SAS System options are parameters that you set that affect how SAS works, how SAS formats your output, how SAS uses memory, how SAS handles errors, and so on. All SAS System options have default settings that are used unless you specify otherwise. For example, page numbers are automatically displayed on your output. To modify system options, we just need to submit an OPTIONS statement. Here's one example of an OPTIONS statement that you might want to include at the beginning of each of your SAS programs:
Option PS = 60 LS = 80 NODATE;
The above statement tells SAS that you want:
- each page of output to contain no more than 60 lines (PS = 60, where PS stands for "pagesize")
- each line of output to contain no more than 80 characters (LS = 80, where LS stands for "linesize")

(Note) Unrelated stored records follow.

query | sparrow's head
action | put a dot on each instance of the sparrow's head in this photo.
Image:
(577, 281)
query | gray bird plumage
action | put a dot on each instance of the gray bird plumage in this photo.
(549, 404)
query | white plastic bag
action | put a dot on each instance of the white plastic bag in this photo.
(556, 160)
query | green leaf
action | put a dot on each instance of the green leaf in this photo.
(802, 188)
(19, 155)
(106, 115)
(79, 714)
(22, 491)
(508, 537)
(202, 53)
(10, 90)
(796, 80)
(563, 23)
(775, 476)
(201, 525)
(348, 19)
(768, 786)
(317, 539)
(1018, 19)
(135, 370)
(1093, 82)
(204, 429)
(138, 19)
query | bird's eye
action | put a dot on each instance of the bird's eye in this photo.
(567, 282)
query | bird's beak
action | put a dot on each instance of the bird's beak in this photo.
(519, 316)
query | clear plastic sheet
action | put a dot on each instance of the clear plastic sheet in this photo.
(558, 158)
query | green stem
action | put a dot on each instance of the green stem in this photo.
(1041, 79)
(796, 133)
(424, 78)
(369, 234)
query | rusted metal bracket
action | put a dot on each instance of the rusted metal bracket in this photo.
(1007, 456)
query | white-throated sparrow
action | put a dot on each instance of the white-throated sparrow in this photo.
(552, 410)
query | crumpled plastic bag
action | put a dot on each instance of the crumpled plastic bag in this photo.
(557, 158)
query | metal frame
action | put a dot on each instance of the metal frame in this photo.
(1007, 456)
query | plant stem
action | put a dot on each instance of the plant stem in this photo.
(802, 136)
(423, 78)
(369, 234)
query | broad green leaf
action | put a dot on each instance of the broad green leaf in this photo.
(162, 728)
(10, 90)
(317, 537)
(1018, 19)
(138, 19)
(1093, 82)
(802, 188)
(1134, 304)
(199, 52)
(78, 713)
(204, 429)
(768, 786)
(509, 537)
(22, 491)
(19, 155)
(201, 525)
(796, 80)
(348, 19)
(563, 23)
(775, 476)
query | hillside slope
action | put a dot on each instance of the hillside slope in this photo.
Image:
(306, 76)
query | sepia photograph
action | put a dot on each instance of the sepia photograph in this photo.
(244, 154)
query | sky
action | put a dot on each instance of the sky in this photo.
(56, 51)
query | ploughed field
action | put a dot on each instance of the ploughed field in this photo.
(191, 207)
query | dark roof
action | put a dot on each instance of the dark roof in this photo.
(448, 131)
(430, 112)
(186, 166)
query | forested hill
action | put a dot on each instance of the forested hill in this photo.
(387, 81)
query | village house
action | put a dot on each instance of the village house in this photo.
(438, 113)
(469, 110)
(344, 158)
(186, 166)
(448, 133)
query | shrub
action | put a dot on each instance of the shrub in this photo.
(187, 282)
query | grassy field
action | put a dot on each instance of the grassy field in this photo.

- each page of output to contain no date and time at which the output was created
You can place an OPTIONS statement anywhere in a SAS program to change the settings from that point onward. However, it is good programming practice to place OPTIONS statements outside of DATA or PROC steps so that your programs are easier to read and debug.
In general, the common options you might consider specifying are:
- CENTER or NOCENTER. CENTER, which is the default, centers the text in your output.
- DATE or NODATE. DATE, which is the default, prints the current date and time on your output, while NODATE doesn't.
- NUMBER or NONUMBER. NUMBER, which is the default, prints an accumulative page number on each page of your output.
- LINESIZE = n, where n can be any number between 64 and 256 (inclusive), specifies the width of the print line for your procedure output and log. Observations that do not fit within the line size continue on a different line or page.
- PAGESIZE = n, where n can be any number between 15 and 32767 (inclusive), specifies how many lines each page of output contains.
- PAGENO = n, where n is the page number at which you want SAS to start numbering your output pages. If you don't specify the PAGENO= option, your output is numbered sequentially throughout your SAS session, starting with page 1.
There are just a couple of things to keep in mind about the OPTIONS statement. First, it is a global statement, meaning it affects every DATA step and PROC step that follows it. Second, it overrides any previous OPTIONS statements. In this sense, you can think of the options you specify as toggle switches. The options stay in place until you change them with a new OPTIONS statement or you end your SAS session. We certainly encourage you to use OPTIONS statements throughout this course (and beyond!) to make your output more user friendly.
3.6 - Summary3.6 - Summary
Although this lesson has the (deceiving?) title about reading data into a SAS data set, we covered that and much more. In terms of reading data into a SAS data set, we investigated how the INPUT statement works with list input and how it works with formatted input. Then, we addressed other miscellaneous, but important, issues such as using the CONTENTS procedure to view the contents of your data sets, getting help from SAS Help and Documentation, and setting SAS system options.
Now, it is time to get some practice using these techniques. See the homework assignment for this lesson.